Kenan Kırkaya
“23 Nisan Ulusal Egemenlik ve Çocuk Bayramı” kutlanıyor. Meclis’te nutuklar çekilecek, “milli irade, egemenliğin kayıtsız şartsız millette olduğu” sözleri havada uçuşacak. Türkiye’nin çocuklara bayram armağan eden “biricik ve yegane ülke” olduğu ezberi gözümüze sokulacak. İktidar “vesayet odaklarına, darbecilere karşı kazanılan demokratik kazanımların” propagandasını yapacak. Peki hangi koşullarda yapılıyor bu propaganda, nedir milli irade dedikleri, hangi ulusal egemenlik, hangi bayram, hangi çocuk hakları?
“Dünya’da çocuklarına bayram armağan eden tek ve biricik” ülkenin çocuk manzarası içler acısı. DİSK verilerine göre yaklaşık 2 milyon, TÜİK verilerine göre 720 bin çocuk güvencesiz, ağır ve sağlıksız koşullarda çalışmak zorunda. Mendil satan, dillenen, hayatını hiçe sayarak otoyollarda araç camı temizleyen çocuk nüfusu her geçen gün artıyor. 22 milyonluk çocuk nüfusunun yüzde 25’i eğitim hakkından mahrum, diğerleri de eşitsiz koşullarda eğitim görmeye çalışıyor. Kürt ve diğer halkların çocuklarına anadilleri yasak. Çocuklar istismara ve saldırılara uğruyor ve onları koruyacak mekanizmalar yok.
“Milli iradenin” durumu daha da vahim. Egemenlik dedikleri bir avuç seçkinin, toplumun tümü üzerinde kurduğu, kurmaya çalıştığı mutlak iktidardan başka bir anlam ifade etmiyor. Geçmişin vesayet odakları yerine “yeni vesayet” odakları ikame edildi sadece. “Egemenlik kayıtsız şartsız milletindir” yazısının asıldığı Meclisi kısa süre önce polis basarak milletvekillerini gözaltına aldı. Meclis, 2 Mart 1994 darbesinden sonra, 4 Kasım 2016 darbesine maruz kaldı. Onlarca milletvekili tutuklu, fezleke tehdidi iktidar sopası gibi diğer muhalefet milletvekillerinin tepesinde sallanıyor. İktidar partileri tarafından muhalefet partilerinin kapatılması için fezlekeler hazırlanıyor. Anayasa askıda, ülke KHK’ler ile yönetiliyor ve en az 3 milyon seçmenin iradesine kayyım atanmış durumda. İktidarın beğenmediği seçim sonuçları geçersiz sayılıyor.

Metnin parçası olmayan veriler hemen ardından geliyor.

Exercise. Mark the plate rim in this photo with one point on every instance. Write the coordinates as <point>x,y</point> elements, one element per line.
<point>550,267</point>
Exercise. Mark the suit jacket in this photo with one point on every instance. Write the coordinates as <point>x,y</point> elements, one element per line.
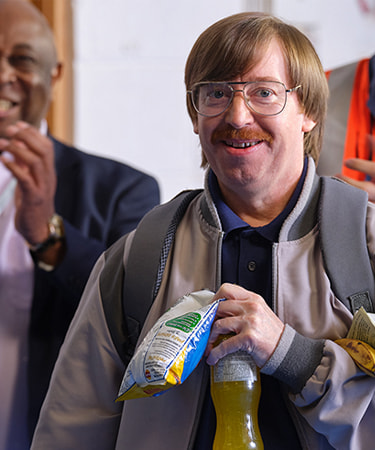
<point>99,200</point>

“Darbe ve terör” ikilisi iktidarın can simidi, her kapıyı açan maymuncukları. İktidarın yanında yer almayan her fani bir gün bu kavramlardan nasibini alacak! HDP ilk günden beri iktidarın saldırılarına karşı göğüs gerdi, varlığını sürdürdü. Şimdi saldırı sırası diğer muhalefet partileri ve CHP de; ki bu partiler daha kırılgan, saldırılara karşı daha dayanıksız. Çoğu karşılaştıkları en küçük zorlukta iktidarın arkasında hizalanmaya amade. 21 Nisan 2019’da Kılıçdaroğlu yumruklu saldırıya uğradı, 21 Nisan 2021’de İçişleri Bakanı CHP’yi “Sizi 15 Temmuz’dan beter ederiz” diye tehdit etti. Bir sonraki 21 Nisan ve “Egemenlik” kavramının alacağı biçim için Allah büyük.
Bugünkü manzarada, demokrasiyi araçsallaştıran dünün muktedirlerinin payı ve günahı büyük. Günün sonunda saldırılara seyirci kalanlar ya da işine geldiğinde kerhen destekleyenler de bu saldırılardan nasibini almaktan kurtulamaz. Tek çıkış yolu, demokrasi ve özgürlükleri ilkesel olarak benimsemekten; kendi hakkını, hukukuna sahip çıkmak için başkasının hakkı ve hukukunu savunmaktan geçiyor.